Yakın geçmişin bugünündekiler, Deniz Gezmiş'i, Adnan Menderes'i ya da Mahir Çayan'ı yeni kuşaklara anlatmaktan kaçınıyor ya da isteseler de anlatamıyorlardı. Varsayalım ki anlattılar, bu gayret anlatılanları dinleyenlerin gözünde canlandırmaya yetmiyordu elbette. Ama "Hatırla Sevgili" dizisiyle birlikte Adnan Menderes'in yani Türkiye'nin bir başbakanının idam edilmesini, Deniz Gezmiş ve arkadaşlarının idam sehpasına çıkmalarını, Mahir Çayan ve arkadaşlarının Kızıldere'de öldürülmelerini ve yakın tarihimize "Kızıldere katliamı" olarak geçmesini televizyon ekranlarından -hem de prime time denen, tv için altın kadar önemli bir kuşakta- yer yer belgesel görüntülerle izlemeye başladık. Özellikle 1 Mayıs 1977'de Taksim Meydanı'ndaki büyük miting ve sonrasında meydana gelen olaylar tam da 1 Mayıs arifesinde bütün
gerçekliğiyle karşımızdaydı işte. Etap Marmara'dan miting alanına açılan ateş, sol fraksiyonlar arasındaki sürtüşmeler ve büyük bir mitingin faciaya dönüşmesi. "Hatırla Sevgili"yle yeniden hatırladık.
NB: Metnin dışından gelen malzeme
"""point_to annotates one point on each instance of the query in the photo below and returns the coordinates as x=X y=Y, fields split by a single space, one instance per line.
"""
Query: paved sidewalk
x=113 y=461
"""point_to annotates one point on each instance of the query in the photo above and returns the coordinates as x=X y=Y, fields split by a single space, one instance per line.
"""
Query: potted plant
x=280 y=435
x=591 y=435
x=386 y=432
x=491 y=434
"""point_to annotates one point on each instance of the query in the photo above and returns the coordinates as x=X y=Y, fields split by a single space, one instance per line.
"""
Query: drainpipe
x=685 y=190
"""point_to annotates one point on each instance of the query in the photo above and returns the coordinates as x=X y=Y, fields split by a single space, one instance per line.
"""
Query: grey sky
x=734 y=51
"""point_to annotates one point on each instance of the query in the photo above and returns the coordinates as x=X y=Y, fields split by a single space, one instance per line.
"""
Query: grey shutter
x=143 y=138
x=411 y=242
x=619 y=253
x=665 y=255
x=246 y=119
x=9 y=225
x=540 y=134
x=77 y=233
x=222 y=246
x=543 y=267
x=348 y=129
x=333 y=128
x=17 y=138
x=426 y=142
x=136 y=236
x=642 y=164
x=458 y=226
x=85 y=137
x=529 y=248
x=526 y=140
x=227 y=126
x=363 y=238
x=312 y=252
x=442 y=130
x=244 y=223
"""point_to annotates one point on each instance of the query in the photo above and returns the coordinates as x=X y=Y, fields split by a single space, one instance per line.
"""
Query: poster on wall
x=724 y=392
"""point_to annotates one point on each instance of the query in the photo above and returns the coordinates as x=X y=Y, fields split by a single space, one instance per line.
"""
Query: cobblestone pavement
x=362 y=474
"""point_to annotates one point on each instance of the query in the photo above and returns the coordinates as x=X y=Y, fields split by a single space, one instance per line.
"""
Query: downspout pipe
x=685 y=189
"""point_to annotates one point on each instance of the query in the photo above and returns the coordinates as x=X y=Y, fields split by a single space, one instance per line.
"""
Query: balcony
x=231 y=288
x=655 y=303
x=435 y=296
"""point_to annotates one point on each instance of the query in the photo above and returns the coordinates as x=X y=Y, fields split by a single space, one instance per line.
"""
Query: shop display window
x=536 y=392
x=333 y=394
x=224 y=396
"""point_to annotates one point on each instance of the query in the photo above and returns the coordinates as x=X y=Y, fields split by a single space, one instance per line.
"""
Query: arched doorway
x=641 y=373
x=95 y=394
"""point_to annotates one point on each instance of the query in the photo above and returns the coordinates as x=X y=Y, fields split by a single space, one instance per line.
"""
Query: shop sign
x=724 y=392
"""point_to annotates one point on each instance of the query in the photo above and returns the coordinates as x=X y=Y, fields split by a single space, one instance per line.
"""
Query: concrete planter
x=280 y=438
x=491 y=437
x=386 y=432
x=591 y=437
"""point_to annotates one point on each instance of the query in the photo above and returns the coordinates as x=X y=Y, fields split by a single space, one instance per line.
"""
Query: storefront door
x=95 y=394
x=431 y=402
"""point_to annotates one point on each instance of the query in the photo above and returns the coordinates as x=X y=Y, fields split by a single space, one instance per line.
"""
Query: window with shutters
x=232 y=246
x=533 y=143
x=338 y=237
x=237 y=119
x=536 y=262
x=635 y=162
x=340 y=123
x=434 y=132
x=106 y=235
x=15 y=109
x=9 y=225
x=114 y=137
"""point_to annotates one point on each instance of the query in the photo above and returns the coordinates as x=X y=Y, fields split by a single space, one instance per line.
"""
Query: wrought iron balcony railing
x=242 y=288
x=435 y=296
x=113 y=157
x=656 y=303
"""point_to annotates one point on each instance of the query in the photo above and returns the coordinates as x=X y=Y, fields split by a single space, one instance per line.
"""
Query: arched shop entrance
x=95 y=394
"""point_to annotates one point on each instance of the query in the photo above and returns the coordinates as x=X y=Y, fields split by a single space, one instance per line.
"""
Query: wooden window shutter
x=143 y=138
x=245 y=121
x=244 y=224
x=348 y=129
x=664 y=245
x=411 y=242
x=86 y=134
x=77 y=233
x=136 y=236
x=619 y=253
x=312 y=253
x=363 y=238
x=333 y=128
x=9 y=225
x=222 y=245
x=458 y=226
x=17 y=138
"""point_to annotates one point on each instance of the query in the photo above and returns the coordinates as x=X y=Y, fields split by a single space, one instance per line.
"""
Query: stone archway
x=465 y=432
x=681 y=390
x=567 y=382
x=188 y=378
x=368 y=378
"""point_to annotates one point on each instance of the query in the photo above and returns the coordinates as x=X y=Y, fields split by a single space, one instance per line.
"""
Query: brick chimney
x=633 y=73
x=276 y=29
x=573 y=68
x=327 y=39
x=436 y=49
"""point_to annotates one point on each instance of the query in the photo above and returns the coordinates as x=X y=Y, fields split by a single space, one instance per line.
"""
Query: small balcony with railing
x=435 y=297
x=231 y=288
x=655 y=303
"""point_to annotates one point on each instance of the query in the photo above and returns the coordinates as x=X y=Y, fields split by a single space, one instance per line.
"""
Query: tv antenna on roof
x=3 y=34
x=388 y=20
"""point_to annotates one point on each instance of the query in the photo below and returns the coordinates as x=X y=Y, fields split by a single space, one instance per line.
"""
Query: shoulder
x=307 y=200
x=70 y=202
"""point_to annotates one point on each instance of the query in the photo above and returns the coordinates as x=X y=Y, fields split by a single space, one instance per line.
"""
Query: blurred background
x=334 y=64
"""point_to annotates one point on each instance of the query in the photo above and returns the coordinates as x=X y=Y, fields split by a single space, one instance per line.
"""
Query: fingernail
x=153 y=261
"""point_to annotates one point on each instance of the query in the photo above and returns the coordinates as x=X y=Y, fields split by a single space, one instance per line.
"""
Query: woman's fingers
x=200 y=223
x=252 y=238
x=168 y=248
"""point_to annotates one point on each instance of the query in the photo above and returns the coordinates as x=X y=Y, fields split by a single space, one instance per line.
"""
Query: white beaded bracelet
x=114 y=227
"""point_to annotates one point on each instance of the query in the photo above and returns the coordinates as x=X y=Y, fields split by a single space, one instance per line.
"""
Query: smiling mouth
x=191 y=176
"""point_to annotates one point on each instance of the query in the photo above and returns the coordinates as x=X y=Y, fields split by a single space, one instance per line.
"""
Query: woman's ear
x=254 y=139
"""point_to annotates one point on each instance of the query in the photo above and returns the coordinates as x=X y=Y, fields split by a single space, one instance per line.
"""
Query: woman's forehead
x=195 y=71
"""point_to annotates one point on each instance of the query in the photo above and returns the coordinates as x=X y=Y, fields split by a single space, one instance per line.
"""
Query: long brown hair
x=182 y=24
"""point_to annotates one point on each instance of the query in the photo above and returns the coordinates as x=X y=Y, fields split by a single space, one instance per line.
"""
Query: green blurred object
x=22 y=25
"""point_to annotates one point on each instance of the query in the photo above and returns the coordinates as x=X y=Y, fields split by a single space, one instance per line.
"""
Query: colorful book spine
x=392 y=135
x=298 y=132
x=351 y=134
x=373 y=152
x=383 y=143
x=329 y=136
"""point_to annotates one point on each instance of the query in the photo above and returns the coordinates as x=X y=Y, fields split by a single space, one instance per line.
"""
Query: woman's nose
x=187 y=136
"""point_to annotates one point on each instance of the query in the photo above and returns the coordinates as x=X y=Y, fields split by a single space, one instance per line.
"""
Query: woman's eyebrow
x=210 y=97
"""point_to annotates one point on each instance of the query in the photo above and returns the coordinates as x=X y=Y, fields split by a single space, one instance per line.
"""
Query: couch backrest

Sonra da dizinin mimarlarından ve senaristi Nilgün Öneş'i aradık. Merak ettiğimiz ve öğrenmek istediğimiz her şeyi sorduk.

"Ihlamurlar Altında"dan "Hatırla Sevgiliye"


"Hatırla Sevgili"den önce "Ihlamurlar Altında" dizisinin senaryosunu yazan Nilgün Öneş, o dizi bir yıllık bir süre için planlanmış olduğundan bir yılın sonunda diziden ayrılmış fakat dizinin yapımcısı onlarsız da olsa devam etme kararı almış.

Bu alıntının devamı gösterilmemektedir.